III domingo de Cuaresma
Estaba ya cerca la Pascua de los judíos, y Jesús subió a Jerusalén. Y encontrando en el templo gentes que vendían bueyes, y ovejas y palomas, y cambistas sentados a sus mesas, habiendo formado de unas cuerdas un látigo, los echó a todos del templo, juntamente con las ovejas y los bueyes, y esparció por el suelo el dinero de los cambistas, derribando las mesas.
Y a los que vendían palomas les dijo: “Quitad eso de aquí, y no queráis hacer de la casa de mi Padre un mercado”.
Entonces se acordaron sus discípulos que está escrito: El celo de tu casa me consume.
Jn 2, 13-25
No podemos mercantilizar nuestra fe
En este tiempo de Cuaresma, deseamos mejorar nuestra vida. Caminamos hacia la Pascua , meta de la madurez espiritual de Cristo y de toda persona creyente: llegar a morir al hombre viejo y resucitar con Cristo, éste es nuestro fin.

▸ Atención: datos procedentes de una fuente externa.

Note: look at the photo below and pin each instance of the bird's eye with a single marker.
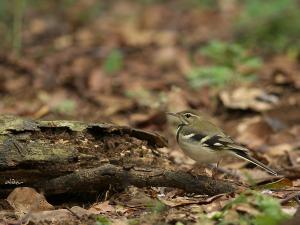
(187, 115)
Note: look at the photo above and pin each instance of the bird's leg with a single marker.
(215, 169)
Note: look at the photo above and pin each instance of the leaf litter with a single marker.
(130, 65)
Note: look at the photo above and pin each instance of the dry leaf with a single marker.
(25, 199)
(102, 207)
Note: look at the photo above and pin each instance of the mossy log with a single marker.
(69, 156)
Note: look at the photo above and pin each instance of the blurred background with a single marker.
(128, 62)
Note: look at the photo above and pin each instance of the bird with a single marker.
(204, 142)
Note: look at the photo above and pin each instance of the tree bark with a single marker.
(68, 157)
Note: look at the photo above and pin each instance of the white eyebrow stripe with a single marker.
(218, 144)
(204, 139)
(188, 136)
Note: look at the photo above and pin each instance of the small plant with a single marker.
(231, 63)
(259, 210)
(101, 220)
(113, 62)
(270, 25)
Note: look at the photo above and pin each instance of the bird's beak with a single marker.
(172, 114)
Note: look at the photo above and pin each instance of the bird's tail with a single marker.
(246, 156)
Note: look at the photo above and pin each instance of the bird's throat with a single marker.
(179, 128)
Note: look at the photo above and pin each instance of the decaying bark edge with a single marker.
(103, 176)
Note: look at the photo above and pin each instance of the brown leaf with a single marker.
(25, 199)
(102, 207)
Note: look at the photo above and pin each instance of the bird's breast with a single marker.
(200, 153)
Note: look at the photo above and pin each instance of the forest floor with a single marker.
(137, 61)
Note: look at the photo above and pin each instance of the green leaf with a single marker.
(210, 76)
(101, 220)
(113, 62)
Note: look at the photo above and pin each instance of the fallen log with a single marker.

La lectura de este domingo nos propone profundizar sobre la importancia del espacio sagrado para comunicarnos con Dios. Es poco frecuente la imagen de Jesús enfadado y colérico. Para él, la casa de Dios es un espacio vital que enriquece nuestra relación con Dios. Pero, cuántas veces lo utilizamos para comerciar con nuestra fe. Cuántas veces nuestra relación con Dios se reduce a un regateo: yo te doy, tú me das. Cuántas veces nuestra oración es un mero pedir sin cesar y, sin embargo, no damos nada. No podemos utilizar ni empequeñecer nuestra relación con Dios en función de lo que pedimos y de lo que él nos concede. Cuando vamos al templo a rezar o a participar de la eucaristía hemos de dejar que Dios nos hable al corazón y nos descubra qué quiere de nosotros, y no centrarnos solamente en lo que queremos de él.
En Jesús, Dios nos lo ha dado todo. Se ha dado a sí mismo y permanece siempre junto a nosotros, presente en la eucaristía. Nuestra oración debería ser de gratitud y de alabanza, ya que él sabe todo lo que tenemos y lo que necesitamos. No podemos mercantilizar nuestra relación con Dios buscando nuestro beneficio particular. Estaríamos traicionando la confianza en algo connatural en él, como es la providencia. Por eso, Jesús se enoja y se molesta con los mercaderes del templo y los expulsa de allí, con fuerza y una convicción rotunda. No puede tolerar que se utilice un espacio sagrado para fines totalmente alejados de Dios. Jesús siente que ese lugar es realmente la morada de su Padre y lo defiende con uñas y dientes. No puede consentir que la casa de Dios sea profanada y utilizada como un mercado.
Preludio de la pasión
El proceder de Jesús provoca irritación en los judíos y desata serias controversias. Le preguntan: “¿Qué signo nos muestras para actuar así?”. Jesús contesta desconcertando al adversario: “Destruid este templo y lo levantaré en tres días”. En realidad, se está refiriendo a su vida, su propio cuerpo, templo de Dios. Habla de su muerte inminente y de su resurrección al tercer día.
De manera progresiva, Jesús es consciente de que la celebración de la Pascua judía también marcará su camino hacia la pasión y su ascenso a la cruz. Ve acercarse el momento clave de su vida, su donación total al Padre.
Muchos lo rechazan, pero muchos otros se convierten ante los extraordinarios signos que hace. Con su ejemplo y su palabra, Jesús toca el alma de las gentes. No obstante, nos dice el evangelio, él actúa con prudencia y cuidado, porque las conoce bien. Sabe mirar el interior de cada persona y descubrir lo que hay dentro de ella. No podemos engañarle, pues conoce nuestras últimas intenciones. Si deseamos crecer interiormente, aprendamos a depurar nuestra relación con Dios para que, cada vez, sea más rica y sincera.